Kavanaugh’s Supreme Court nomination means Durbin and Leahy, who are both still members of the Judiciary Committee, can reopen the matter. The day after Kavanaugh’s nomination, Durbin tweeted his 2007 letter, saying, “I’m still waiting for an answer.” Durbin declined an interview request, but during a committee hearing on Thursday, he mentioned the letter again. “He’s going to get a chance to respond now, when he appears before this committee under oath, as to what he was trying to tell us, and what he actually did tell us when it came to this important issue,” Durbin said. Leahy’s office also declined an interview request. The White House declined to comment.

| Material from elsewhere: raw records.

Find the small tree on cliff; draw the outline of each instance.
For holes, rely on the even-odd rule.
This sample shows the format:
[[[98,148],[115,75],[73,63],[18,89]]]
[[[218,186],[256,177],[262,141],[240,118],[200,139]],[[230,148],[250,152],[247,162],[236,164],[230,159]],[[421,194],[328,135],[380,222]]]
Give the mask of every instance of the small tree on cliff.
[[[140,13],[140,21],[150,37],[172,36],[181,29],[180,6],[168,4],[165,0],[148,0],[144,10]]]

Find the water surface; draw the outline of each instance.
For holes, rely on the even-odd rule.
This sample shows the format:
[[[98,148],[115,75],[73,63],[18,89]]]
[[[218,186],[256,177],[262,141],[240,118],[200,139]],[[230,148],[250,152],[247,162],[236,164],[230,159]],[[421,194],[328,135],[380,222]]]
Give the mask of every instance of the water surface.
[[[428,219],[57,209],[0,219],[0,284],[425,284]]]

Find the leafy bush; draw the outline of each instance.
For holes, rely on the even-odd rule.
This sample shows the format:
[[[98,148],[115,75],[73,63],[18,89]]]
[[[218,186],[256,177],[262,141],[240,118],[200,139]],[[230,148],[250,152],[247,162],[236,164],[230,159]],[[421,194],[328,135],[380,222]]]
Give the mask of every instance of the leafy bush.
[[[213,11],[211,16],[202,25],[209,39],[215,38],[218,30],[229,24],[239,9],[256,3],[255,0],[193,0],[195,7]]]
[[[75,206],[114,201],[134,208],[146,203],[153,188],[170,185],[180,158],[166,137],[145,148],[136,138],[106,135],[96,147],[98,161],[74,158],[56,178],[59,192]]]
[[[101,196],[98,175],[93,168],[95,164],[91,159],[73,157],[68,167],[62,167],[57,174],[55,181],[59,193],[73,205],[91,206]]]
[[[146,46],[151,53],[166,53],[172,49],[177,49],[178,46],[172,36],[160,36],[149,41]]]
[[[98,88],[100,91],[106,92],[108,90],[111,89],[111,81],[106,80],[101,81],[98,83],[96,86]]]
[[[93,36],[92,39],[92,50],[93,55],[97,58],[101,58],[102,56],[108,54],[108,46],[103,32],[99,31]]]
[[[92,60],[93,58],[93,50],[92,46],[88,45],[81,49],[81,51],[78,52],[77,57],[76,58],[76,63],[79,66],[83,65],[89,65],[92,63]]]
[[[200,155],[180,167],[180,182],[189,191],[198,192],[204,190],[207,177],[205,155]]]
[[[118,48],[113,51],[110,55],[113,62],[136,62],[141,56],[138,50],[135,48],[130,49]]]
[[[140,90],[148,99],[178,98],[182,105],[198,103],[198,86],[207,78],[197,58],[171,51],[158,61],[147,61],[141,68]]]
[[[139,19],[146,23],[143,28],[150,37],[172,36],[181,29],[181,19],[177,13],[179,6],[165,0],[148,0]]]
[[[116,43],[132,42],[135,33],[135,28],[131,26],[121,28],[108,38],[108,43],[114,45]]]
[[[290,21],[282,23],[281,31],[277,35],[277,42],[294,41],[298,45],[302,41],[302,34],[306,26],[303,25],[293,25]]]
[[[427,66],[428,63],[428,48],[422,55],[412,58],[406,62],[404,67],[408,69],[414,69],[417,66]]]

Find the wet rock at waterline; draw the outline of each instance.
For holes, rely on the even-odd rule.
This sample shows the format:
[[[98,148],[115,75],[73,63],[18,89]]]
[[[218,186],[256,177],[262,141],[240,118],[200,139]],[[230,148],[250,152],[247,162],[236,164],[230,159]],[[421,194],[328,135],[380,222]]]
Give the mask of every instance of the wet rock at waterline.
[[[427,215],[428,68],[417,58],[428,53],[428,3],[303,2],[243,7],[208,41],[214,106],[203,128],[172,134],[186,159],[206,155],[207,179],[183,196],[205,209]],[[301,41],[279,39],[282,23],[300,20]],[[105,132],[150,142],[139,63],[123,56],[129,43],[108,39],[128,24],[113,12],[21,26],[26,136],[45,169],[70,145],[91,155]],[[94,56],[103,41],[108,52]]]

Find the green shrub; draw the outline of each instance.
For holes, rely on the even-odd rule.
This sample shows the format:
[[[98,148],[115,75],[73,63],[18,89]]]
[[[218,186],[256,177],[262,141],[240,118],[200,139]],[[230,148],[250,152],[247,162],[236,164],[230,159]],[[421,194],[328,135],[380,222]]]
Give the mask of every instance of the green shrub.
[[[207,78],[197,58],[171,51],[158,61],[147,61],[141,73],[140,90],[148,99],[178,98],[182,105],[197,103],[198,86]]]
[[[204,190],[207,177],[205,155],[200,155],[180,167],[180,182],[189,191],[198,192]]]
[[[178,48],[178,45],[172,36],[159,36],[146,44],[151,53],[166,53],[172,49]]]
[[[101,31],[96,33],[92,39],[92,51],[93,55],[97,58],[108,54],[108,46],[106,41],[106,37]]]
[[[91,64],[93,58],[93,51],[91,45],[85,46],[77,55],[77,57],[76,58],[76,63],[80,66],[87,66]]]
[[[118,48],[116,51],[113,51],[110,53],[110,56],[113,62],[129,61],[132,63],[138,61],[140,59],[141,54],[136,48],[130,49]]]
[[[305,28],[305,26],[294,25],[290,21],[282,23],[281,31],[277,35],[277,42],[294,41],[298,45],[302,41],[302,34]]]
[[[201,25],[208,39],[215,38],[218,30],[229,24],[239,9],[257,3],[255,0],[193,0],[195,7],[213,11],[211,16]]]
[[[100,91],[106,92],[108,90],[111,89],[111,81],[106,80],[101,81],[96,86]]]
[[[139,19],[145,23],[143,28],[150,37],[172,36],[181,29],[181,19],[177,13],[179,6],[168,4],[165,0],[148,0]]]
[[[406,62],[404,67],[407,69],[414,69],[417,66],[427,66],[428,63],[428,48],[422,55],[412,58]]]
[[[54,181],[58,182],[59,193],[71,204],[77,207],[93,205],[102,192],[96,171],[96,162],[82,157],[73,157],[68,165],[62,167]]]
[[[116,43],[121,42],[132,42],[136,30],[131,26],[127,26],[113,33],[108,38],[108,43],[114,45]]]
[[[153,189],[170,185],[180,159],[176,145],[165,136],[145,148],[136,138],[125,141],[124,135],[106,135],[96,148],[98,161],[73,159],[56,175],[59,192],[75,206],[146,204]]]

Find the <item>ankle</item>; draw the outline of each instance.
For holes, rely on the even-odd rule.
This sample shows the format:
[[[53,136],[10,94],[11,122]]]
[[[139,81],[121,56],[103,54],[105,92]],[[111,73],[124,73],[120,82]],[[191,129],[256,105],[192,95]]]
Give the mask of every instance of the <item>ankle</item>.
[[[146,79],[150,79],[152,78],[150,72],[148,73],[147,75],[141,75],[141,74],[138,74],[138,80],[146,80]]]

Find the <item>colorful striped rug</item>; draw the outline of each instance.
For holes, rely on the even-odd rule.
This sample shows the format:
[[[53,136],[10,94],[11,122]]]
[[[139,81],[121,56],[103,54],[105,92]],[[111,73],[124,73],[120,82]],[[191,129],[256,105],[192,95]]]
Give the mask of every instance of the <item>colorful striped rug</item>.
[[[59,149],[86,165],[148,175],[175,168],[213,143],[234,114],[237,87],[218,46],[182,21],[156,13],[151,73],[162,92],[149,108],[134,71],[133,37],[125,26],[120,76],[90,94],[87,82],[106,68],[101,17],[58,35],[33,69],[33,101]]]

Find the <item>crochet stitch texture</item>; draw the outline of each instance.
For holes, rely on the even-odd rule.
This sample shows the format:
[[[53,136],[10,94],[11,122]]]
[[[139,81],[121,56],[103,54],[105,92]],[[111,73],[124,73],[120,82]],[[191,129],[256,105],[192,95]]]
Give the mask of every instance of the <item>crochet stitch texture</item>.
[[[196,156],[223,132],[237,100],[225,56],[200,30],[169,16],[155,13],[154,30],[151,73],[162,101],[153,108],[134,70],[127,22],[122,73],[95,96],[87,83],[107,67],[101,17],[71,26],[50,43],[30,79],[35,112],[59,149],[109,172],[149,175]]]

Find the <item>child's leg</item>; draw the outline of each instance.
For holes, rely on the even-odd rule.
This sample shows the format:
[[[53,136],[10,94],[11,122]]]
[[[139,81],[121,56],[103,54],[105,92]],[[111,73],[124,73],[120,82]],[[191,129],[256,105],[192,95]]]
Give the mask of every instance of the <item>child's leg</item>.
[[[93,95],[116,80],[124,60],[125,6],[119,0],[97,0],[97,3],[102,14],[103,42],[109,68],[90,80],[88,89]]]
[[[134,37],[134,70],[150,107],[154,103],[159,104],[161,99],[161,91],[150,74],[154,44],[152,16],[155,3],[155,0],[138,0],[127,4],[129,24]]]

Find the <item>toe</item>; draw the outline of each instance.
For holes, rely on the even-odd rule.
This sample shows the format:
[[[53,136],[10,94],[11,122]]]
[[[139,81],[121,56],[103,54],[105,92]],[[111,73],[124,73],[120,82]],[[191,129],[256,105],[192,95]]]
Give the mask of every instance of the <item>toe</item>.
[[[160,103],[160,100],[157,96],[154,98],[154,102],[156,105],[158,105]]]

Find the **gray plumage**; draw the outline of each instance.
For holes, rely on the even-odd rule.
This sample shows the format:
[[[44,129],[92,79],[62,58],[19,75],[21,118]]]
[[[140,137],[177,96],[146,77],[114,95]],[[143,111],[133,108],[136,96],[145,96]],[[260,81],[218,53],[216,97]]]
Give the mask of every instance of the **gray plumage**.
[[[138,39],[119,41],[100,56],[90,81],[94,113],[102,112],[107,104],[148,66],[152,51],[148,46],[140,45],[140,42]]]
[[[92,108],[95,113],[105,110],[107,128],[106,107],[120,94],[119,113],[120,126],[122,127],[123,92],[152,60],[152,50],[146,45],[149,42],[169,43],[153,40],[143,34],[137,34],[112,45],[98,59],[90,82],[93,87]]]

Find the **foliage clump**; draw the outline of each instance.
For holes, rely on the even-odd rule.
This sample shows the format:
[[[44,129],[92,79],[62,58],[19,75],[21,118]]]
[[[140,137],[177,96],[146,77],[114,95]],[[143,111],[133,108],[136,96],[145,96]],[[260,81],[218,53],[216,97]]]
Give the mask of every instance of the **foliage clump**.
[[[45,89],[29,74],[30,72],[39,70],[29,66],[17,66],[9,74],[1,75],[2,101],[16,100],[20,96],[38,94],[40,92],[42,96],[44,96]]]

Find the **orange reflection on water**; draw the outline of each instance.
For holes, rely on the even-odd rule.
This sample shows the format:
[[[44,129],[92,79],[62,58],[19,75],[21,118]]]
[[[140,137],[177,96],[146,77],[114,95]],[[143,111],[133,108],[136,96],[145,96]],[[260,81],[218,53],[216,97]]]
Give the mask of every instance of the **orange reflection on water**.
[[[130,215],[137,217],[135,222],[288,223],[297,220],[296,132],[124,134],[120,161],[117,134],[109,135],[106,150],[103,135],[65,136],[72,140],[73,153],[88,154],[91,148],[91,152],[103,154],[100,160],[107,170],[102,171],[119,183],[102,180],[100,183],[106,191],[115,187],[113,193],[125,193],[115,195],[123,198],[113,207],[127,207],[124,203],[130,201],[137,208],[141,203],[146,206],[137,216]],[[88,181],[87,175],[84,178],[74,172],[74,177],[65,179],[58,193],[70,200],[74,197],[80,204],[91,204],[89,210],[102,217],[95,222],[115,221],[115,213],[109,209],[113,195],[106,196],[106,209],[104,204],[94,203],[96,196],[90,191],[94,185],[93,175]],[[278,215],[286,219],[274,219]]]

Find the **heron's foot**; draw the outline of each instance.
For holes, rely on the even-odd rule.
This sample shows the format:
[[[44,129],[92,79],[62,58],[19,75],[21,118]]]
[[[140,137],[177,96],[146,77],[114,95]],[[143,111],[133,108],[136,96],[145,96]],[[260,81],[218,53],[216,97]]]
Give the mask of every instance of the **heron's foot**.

The key will likely be the documents that the Judiciary Committee receives pertaining to Kavanaugh, in what’s expected to be the largest tranche of papers ever produced on any judicial nominee. Those papers could help clarify the 2002 meeting that the Post and NPR reported, as well as offer more indications of what Kavanaugh knew. Kavanaugh will likely tell senators that even if he consulted about Kennedy, he was not directly involved in crafting detainee policy. Democrats are likely to argue that Kavanaugh misled them, in that he suggested he wasn’t aware of the policy discussions at all. Unhelpfully for Kavanaugh, the former Bush aide Karl Rove, who strongly supports the judge’s nomination, told Neil Cavuto that as staff secretary, Kavanaugh was involved in almost all policy issues.